Actu-Environnement : Quelle est la préconisation principale qui ressort de la mission ?

Christophe Bouillon : Je partage avec le rapporteur les conclusions sur la culture du risque, la nécessité d'exercice et de pédagogie. En revanche, on a une vraie différence sur les questions de prévention et de sanction. Je souhaite la création d'une Autorité de sûreté des sites Seveso qui regroupe l'ensemble des inspecteurs affectés à ces installations dans une entité indépendante, qui leur donnera plus d'indépendance et de capacité à obtenir gain de cause. Dans le système actuel, les préfets sont en quelque sorte juges et parties. Ils ont la double mission d'assurer le développement économique et la protection des populations.

AE : Quelles seraient les caractéristiques de cette nouvelle autorité indépendante ?

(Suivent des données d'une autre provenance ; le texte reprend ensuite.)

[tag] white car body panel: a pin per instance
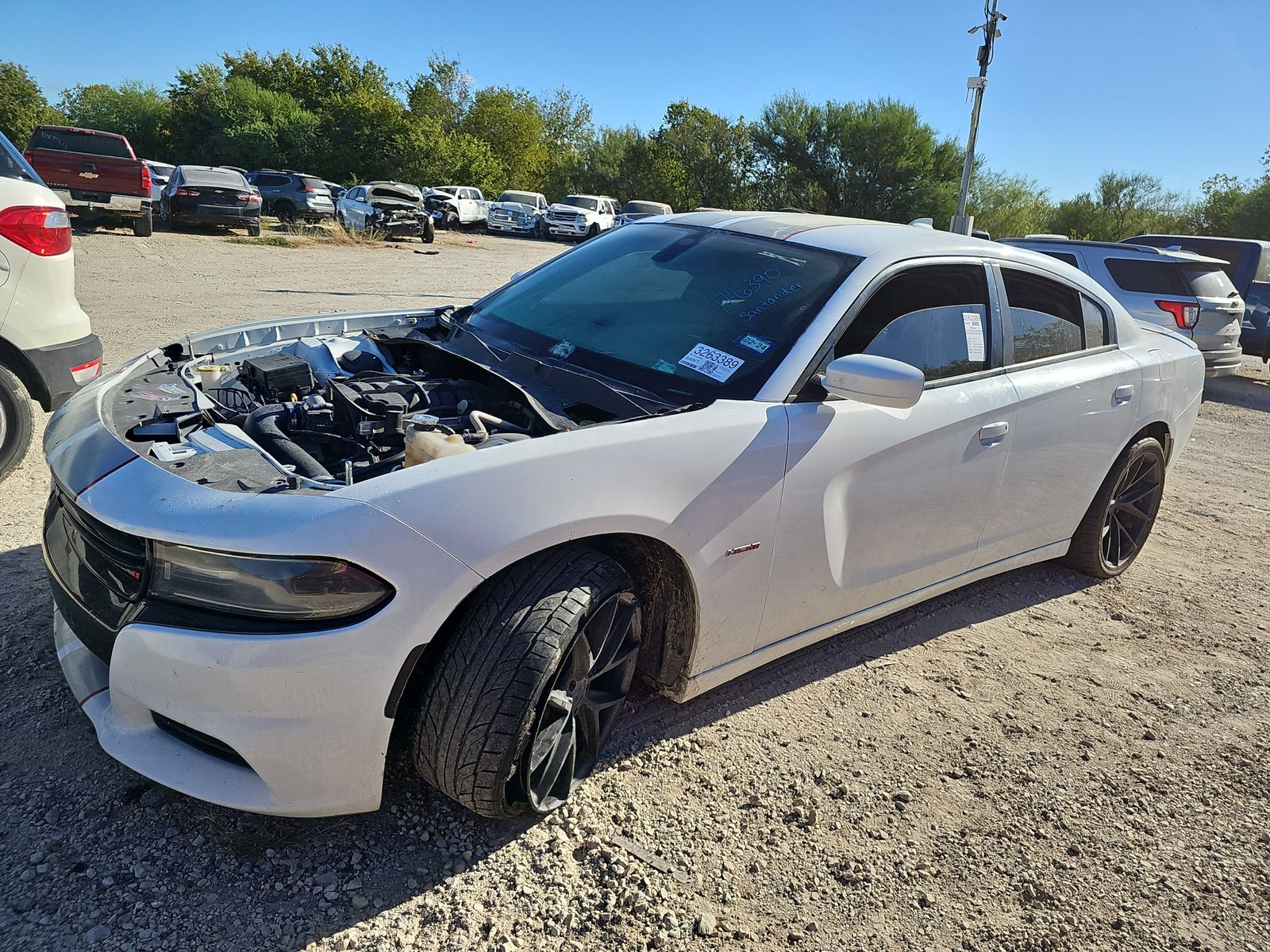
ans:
(37, 294)
(795, 520)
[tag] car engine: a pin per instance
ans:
(337, 410)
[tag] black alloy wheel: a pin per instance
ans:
(1119, 520)
(579, 710)
(1132, 509)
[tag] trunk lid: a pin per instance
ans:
(83, 160)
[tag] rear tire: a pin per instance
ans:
(14, 422)
(525, 693)
(1122, 514)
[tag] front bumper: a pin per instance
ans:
(577, 228)
(512, 228)
(61, 370)
(291, 708)
(305, 715)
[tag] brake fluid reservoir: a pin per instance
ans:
(423, 442)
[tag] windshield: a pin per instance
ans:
(13, 165)
(1208, 281)
(643, 209)
(687, 314)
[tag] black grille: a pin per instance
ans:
(97, 571)
(198, 740)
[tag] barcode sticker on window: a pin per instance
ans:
(975, 349)
(710, 362)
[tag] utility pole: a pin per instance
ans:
(963, 224)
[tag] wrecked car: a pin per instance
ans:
(393, 209)
(518, 213)
(637, 209)
(452, 206)
(677, 452)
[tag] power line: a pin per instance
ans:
(963, 224)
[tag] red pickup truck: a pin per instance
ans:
(94, 173)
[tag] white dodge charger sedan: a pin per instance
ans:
(676, 452)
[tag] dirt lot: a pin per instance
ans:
(1033, 763)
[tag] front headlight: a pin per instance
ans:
(264, 587)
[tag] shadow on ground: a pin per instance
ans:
(1238, 391)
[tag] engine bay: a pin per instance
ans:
(325, 412)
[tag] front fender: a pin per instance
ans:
(704, 482)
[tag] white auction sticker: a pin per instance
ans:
(710, 362)
(975, 349)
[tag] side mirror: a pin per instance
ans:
(874, 380)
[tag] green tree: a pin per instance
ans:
(872, 160)
(135, 109)
(22, 105)
(444, 93)
(1123, 205)
(698, 158)
(1007, 205)
(510, 122)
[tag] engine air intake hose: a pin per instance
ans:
(264, 427)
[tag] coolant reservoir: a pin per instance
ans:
(425, 443)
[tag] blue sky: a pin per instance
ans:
(1176, 88)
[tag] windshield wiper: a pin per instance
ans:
(629, 393)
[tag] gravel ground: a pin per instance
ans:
(1035, 762)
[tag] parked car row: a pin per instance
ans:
(1187, 292)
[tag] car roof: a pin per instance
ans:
(1121, 248)
(1261, 244)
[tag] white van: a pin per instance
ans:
(48, 349)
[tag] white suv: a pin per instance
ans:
(46, 347)
(582, 216)
(1181, 291)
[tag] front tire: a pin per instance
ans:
(518, 706)
(14, 422)
(1122, 514)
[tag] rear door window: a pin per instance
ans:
(933, 317)
(1098, 330)
(1047, 319)
(1137, 274)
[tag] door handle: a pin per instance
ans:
(991, 433)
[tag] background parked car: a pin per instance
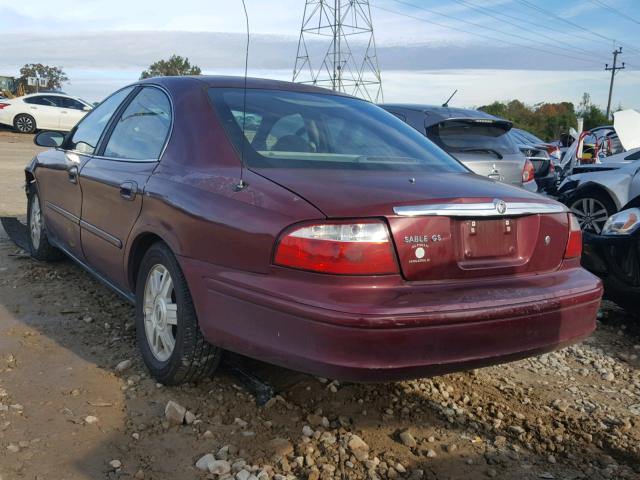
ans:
(537, 154)
(326, 237)
(43, 111)
(477, 139)
(614, 255)
(598, 191)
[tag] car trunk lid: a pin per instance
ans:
(443, 226)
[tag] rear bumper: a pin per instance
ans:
(385, 342)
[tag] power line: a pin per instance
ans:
(600, 3)
(528, 4)
(614, 69)
(528, 21)
(489, 37)
(473, 24)
(488, 13)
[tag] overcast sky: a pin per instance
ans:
(487, 49)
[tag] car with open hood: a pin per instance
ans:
(479, 140)
(305, 228)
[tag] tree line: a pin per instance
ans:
(549, 120)
(546, 120)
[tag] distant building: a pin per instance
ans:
(7, 84)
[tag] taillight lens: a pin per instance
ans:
(528, 173)
(574, 244)
(361, 248)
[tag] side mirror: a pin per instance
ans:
(49, 139)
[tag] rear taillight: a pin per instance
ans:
(574, 244)
(353, 248)
(528, 173)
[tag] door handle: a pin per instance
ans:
(73, 175)
(128, 190)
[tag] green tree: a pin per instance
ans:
(593, 116)
(55, 76)
(175, 66)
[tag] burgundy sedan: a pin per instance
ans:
(305, 228)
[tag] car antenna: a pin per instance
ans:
(446, 104)
(242, 184)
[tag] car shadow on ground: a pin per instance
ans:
(80, 315)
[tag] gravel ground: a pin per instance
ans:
(76, 403)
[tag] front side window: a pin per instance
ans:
(142, 128)
(87, 135)
(472, 136)
(310, 130)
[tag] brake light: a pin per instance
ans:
(528, 173)
(574, 243)
(361, 248)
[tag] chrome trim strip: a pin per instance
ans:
(101, 234)
(68, 215)
(485, 209)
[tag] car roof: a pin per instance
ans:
(436, 114)
(224, 81)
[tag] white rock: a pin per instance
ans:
(205, 461)
(359, 448)
(189, 417)
(124, 365)
(219, 467)
(243, 475)
(174, 413)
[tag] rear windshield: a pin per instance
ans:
(309, 130)
(461, 135)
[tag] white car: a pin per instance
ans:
(43, 111)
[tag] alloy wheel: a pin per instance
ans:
(36, 222)
(591, 214)
(160, 313)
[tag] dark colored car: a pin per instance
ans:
(304, 228)
(538, 155)
(477, 139)
(614, 255)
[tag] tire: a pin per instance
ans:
(185, 356)
(622, 284)
(592, 209)
(24, 123)
(39, 246)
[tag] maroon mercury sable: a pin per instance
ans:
(305, 228)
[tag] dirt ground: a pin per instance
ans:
(68, 412)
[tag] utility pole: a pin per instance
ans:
(614, 69)
(329, 53)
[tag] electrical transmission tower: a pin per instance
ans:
(337, 48)
(614, 69)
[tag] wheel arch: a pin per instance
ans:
(139, 246)
(591, 187)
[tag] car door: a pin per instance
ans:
(58, 170)
(44, 110)
(71, 112)
(113, 181)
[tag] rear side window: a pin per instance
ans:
(142, 128)
(287, 129)
(463, 135)
(41, 100)
(87, 135)
(71, 103)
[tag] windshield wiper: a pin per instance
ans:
(485, 150)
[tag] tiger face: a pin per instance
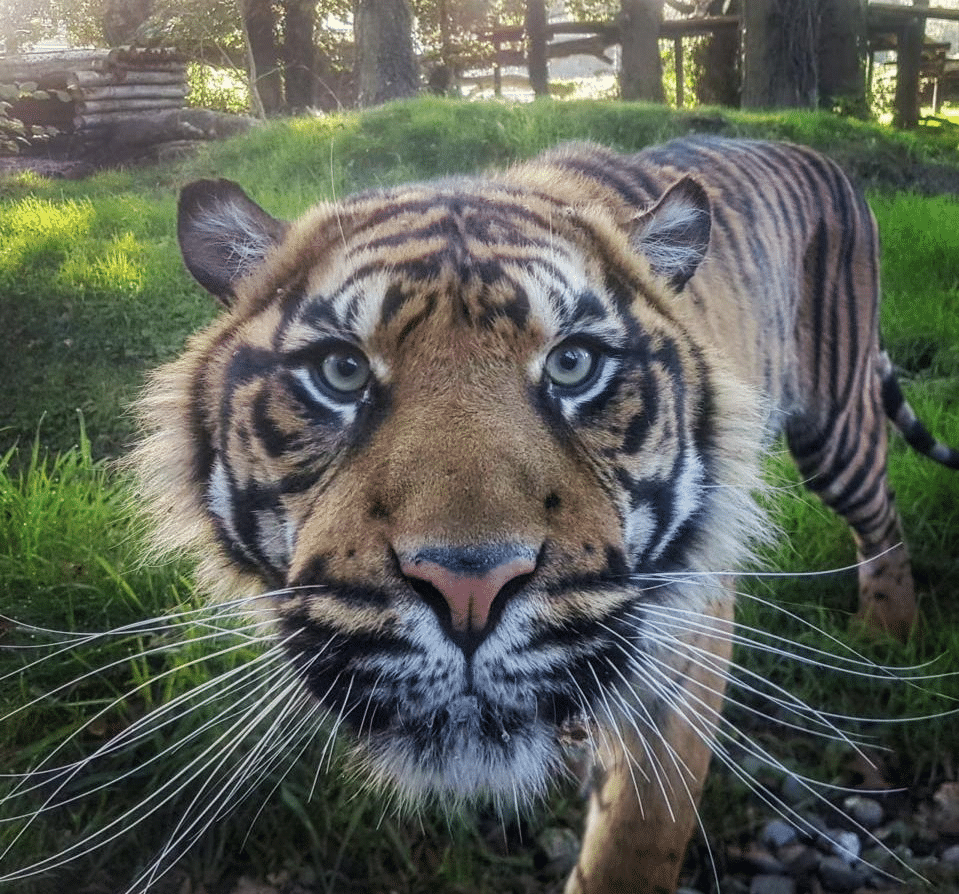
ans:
(471, 440)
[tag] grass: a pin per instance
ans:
(92, 294)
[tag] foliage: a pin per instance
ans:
(92, 294)
(220, 89)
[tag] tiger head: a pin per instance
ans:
(468, 438)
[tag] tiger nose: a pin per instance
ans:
(469, 578)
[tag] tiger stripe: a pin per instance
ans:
(553, 389)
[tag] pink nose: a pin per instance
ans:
(470, 578)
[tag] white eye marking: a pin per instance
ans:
(571, 365)
(346, 371)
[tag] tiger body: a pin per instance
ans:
(493, 445)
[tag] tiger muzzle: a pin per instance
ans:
(469, 580)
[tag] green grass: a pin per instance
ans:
(92, 294)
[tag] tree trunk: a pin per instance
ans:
(385, 64)
(641, 74)
(908, 62)
(536, 40)
(780, 41)
(299, 53)
(717, 61)
(804, 53)
(260, 23)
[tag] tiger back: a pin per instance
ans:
(493, 446)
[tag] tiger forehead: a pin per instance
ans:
(476, 261)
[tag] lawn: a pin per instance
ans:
(93, 294)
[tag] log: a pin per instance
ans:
(131, 91)
(160, 65)
(123, 134)
(125, 107)
(33, 66)
(86, 78)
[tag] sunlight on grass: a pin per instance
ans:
(93, 294)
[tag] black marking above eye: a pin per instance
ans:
(572, 366)
(345, 370)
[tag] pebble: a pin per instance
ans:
(868, 812)
(772, 884)
(837, 875)
(846, 846)
(778, 833)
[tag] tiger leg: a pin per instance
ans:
(847, 470)
(644, 803)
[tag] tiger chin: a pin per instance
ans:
(493, 445)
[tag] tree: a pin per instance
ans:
(803, 53)
(299, 52)
(259, 20)
(385, 63)
(536, 46)
(716, 57)
(641, 74)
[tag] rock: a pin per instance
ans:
(772, 884)
(799, 859)
(837, 875)
(867, 812)
(794, 790)
(846, 846)
(778, 833)
(762, 862)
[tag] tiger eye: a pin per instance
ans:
(345, 371)
(569, 366)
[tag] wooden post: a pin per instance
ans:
(908, 59)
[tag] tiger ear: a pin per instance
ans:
(224, 235)
(673, 235)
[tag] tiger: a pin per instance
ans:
(493, 446)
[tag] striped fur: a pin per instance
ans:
(566, 377)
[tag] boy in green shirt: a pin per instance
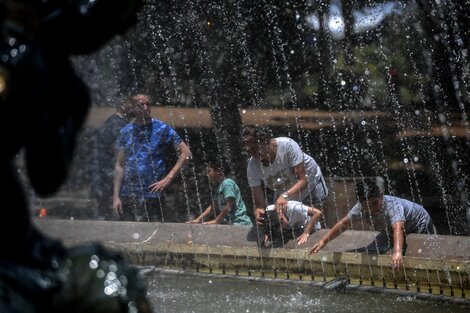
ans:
(230, 208)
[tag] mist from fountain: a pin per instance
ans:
(380, 105)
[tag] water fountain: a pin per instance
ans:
(388, 99)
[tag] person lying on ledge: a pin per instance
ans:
(229, 205)
(385, 213)
(296, 220)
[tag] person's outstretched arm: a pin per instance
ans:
(184, 155)
(398, 238)
(331, 234)
(315, 214)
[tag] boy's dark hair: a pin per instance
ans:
(261, 134)
(220, 164)
(369, 188)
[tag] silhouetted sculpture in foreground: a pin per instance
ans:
(43, 104)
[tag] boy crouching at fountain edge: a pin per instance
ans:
(229, 206)
(295, 220)
(386, 213)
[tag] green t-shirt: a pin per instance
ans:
(237, 215)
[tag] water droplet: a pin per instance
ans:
(93, 264)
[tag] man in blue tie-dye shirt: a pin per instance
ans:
(140, 171)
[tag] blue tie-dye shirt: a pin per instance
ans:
(146, 149)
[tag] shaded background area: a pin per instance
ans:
(387, 82)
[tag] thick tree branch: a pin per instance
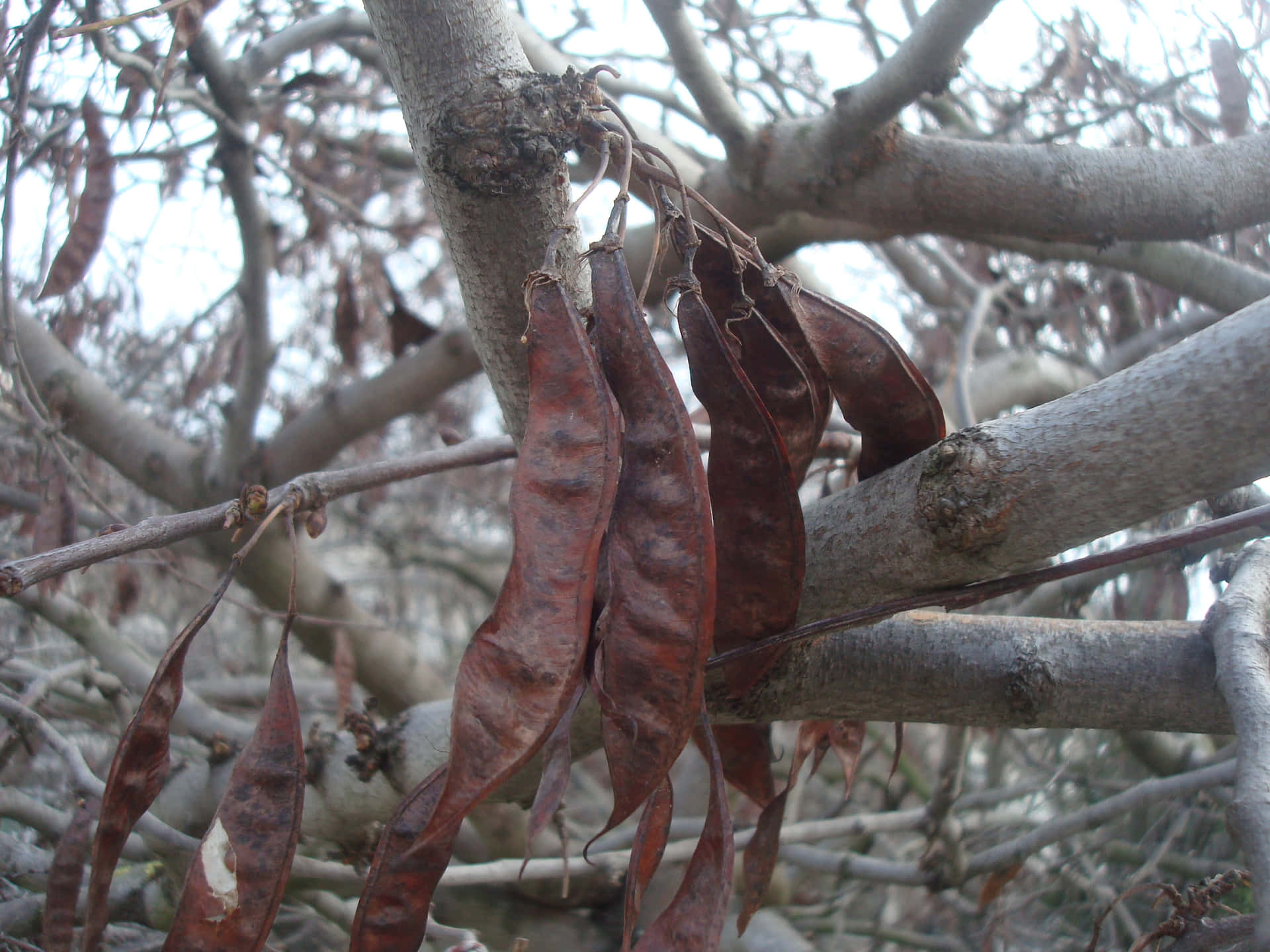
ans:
(1238, 629)
(1189, 270)
(906, 183)
(930, 666)
(462, 63)
(925, 63)
(984, 502)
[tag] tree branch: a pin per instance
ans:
(455, 63)
(925, 63)
(722, 112)
(984, 500)
(994, 670)
(238, 163)
(408, 385)
(153, 459)
(1189, 270)
(1238, 629)
(89, 631)
(258, 61)
(906, 183)
(306, 493)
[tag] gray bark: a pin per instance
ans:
(461, 78)
(1177, 427)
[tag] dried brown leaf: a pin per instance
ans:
(349, 317)
(139, 768)
(651, 838)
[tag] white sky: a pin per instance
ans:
(192, 248)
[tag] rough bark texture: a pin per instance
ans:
(907, 183)
(930, 666)
(996, 498)
(489, 138)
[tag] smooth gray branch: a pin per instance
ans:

Ch. B. : Il s'agit de créer un véritable gendarme des sites Seveso qui permet de mettre la pression sur les exploitants à travers la publication de ses avis et recommandations. Il est inspiré du modèle de l'Autorité de sûreté des sites nucléaires (ASN) qui fonctionne bien, dont les avis sont écoutés et dont même les ONG anti-nucléaire reconnaissent qu'elle fait un travail utile. C'est un système de contrôle/auto-contrôle qui amène une culture de la sécurité. Aujourd'hui, le système est entaché de doute comme l'a montré l'accident de Lubrizol. La création d'une autorité indépendante est appelée de ses vœux par le Syndicat national des ingénieurs de l'industrie et des mines (Sniim), qui représente les inspecteurs. Les 1362 sites Seveso, seuil bas et seuil haut confondus, présentent les risques les plus importants. Deux millions et demi de Français vivent à proximité. On leur doit une garantie de contrôle, exempte de pressions. C'est la condition pour conserver la coexistence entre l'industrie et les zones résidentielles.

AE : Vous avez déposé une proposition de loi visant à créer cette autorité. Est-elle inscrite à l'ordre du jour de l'Assemblée ?

Ch. B. : Je l'ai déposée avec mon collègue communiste Hubert Wulfranc mais une proposition à deux députés a peu de chances d'être discutée. Je vais déposer un autre texte de loi avec mon groupe reprenant la plupart des propositions que j'ai pu formuler sur la sécurité, les sanctions et la prévention, en espérant qu'elle puisse être discutée lors d'une niche parlementaire.

AE : Vous réclamez plus de transparence. N'existe-t-il pas des obstacles comme la question du risque terroriste mise en avant par le Gouvernement ?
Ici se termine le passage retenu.